Le dernier tableau éclaire ce qu’a pu représenter l’espoir de la transformation communiste, même lorsque le stalinisme dévore déjà sa propre révolution. Il couvre, de 1943 à 1945, la déportation des juifs, des antifascistes et de tous les indésirables, opposant à l’hébétude devant les crimes de masse le soulèvement obstiné des résistants. Il ne tait pas les conséquences dévastatrices des bombardements des Alliés sur les villes et populations vaincues.
À chaque étape, le Narrateur analyse autant la séquence politique que les œuvres d’art qu’il croise sur sa route : Guernica de Picasso, Le Massacre des Innocents de Bruegel, Le Radeau de la Méduse de Géricault, La Divine Comédie de Dante… pour « se rappeler que jamais le monde ne doit être incompris ».

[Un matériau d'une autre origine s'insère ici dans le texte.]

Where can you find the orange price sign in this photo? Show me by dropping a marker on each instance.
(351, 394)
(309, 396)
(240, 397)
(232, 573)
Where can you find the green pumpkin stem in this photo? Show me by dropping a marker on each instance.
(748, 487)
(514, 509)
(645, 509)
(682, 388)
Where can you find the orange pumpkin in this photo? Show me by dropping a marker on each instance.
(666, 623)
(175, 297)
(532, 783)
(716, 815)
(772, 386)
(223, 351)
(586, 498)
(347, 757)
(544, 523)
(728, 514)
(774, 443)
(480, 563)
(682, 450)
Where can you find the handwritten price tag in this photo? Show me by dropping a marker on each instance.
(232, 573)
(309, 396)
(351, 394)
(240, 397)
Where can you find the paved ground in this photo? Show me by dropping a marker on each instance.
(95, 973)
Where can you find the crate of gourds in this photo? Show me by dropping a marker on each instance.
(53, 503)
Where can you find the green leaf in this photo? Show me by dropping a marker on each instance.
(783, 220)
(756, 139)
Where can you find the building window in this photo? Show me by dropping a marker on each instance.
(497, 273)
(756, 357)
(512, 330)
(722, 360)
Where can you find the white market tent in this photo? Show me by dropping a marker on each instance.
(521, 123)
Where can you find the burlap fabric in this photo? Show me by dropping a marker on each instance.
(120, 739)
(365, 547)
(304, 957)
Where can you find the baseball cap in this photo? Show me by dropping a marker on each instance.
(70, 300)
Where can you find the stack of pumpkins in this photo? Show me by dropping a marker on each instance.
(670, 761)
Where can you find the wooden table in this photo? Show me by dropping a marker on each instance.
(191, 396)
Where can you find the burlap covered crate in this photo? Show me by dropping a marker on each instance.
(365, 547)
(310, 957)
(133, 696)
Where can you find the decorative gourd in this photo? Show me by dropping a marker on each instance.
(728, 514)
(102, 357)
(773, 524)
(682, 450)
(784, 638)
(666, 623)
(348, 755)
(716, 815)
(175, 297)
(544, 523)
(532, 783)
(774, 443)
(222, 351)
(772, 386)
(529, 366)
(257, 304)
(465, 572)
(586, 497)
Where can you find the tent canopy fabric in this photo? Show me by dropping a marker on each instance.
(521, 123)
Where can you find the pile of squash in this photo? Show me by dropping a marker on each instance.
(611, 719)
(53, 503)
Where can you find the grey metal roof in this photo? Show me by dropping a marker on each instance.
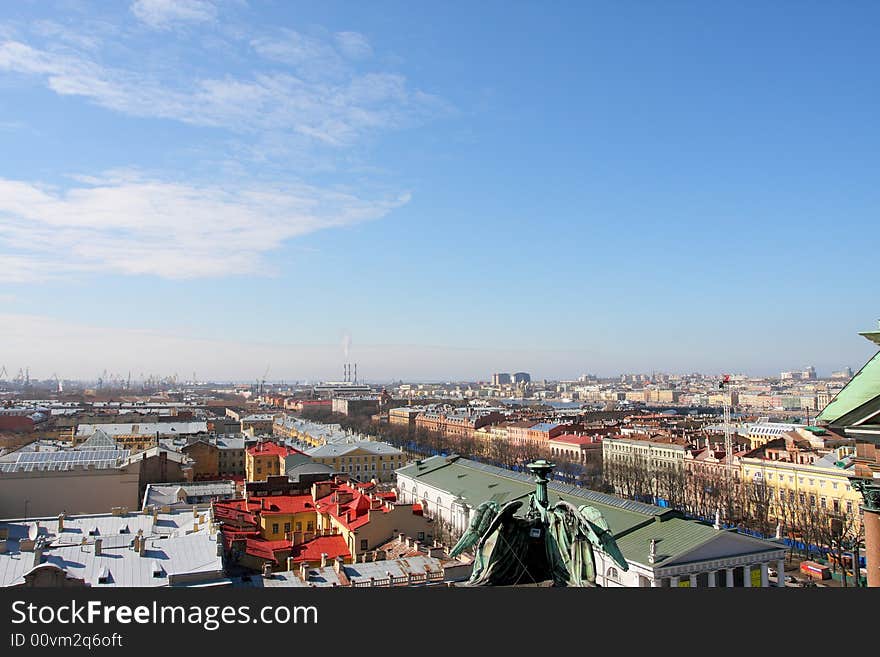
(66, 459)
(171, 539)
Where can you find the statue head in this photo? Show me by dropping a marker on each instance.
(541, 469)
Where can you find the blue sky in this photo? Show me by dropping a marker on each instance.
(459, 188)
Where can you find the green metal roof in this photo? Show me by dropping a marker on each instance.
(633, 524)
(861, 390)
(477, 482)
(677, 536)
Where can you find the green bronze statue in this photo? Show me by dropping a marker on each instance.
(549, 543)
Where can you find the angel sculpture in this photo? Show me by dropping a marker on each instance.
(552, 542)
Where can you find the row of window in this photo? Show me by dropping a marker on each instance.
(310, 527)
(812, 482)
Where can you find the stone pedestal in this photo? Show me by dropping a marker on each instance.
(872, 546)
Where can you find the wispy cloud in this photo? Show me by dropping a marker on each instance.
(132, 225)
(335, 109)
(353, 45)
(163, 14)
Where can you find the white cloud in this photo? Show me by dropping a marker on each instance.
(353, 45)
(131, 225)
(332, 110)
(162, 14)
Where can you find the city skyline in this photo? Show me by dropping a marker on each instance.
(158, 354)
(214, 186)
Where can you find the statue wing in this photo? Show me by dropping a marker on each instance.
(596, 528)
(482, 518)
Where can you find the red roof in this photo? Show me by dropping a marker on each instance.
(354, 512)
(266, 549)
(333, 546)
(268, 447)
(265, 505)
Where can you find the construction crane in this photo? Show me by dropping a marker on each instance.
(263, 380)
(728, 436)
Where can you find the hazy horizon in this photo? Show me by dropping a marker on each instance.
(215, 185)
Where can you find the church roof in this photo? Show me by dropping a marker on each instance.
(859, 399)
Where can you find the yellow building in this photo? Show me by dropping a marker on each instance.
(265, 460)
(364, 459)
(821, 484)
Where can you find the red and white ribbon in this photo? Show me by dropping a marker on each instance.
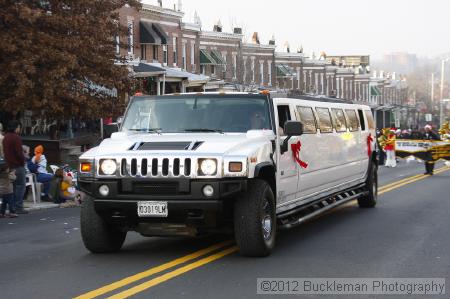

L’orchestration du jeu des acteurs et de la mise en résonance du sublime avec le désastre absolu va crescendo et ne laissera personne indifférent.
Créé le 23 mai au Théâtre National de Strasbourg.
Au Printemps des Comédiens à Montpellier les 9 et 10 juin.
À la Maison de la Culture de Bobigny, Seine-Saint-Denis, du 9 au 12 novembre.
Sylvain Creuzevault fera l’ouverture des Ateliers Berthier de l’Odéon le 21 septembre avec Edelweiss [France Fascisme] avec sa compagnie et six acteurs du Groupe 47.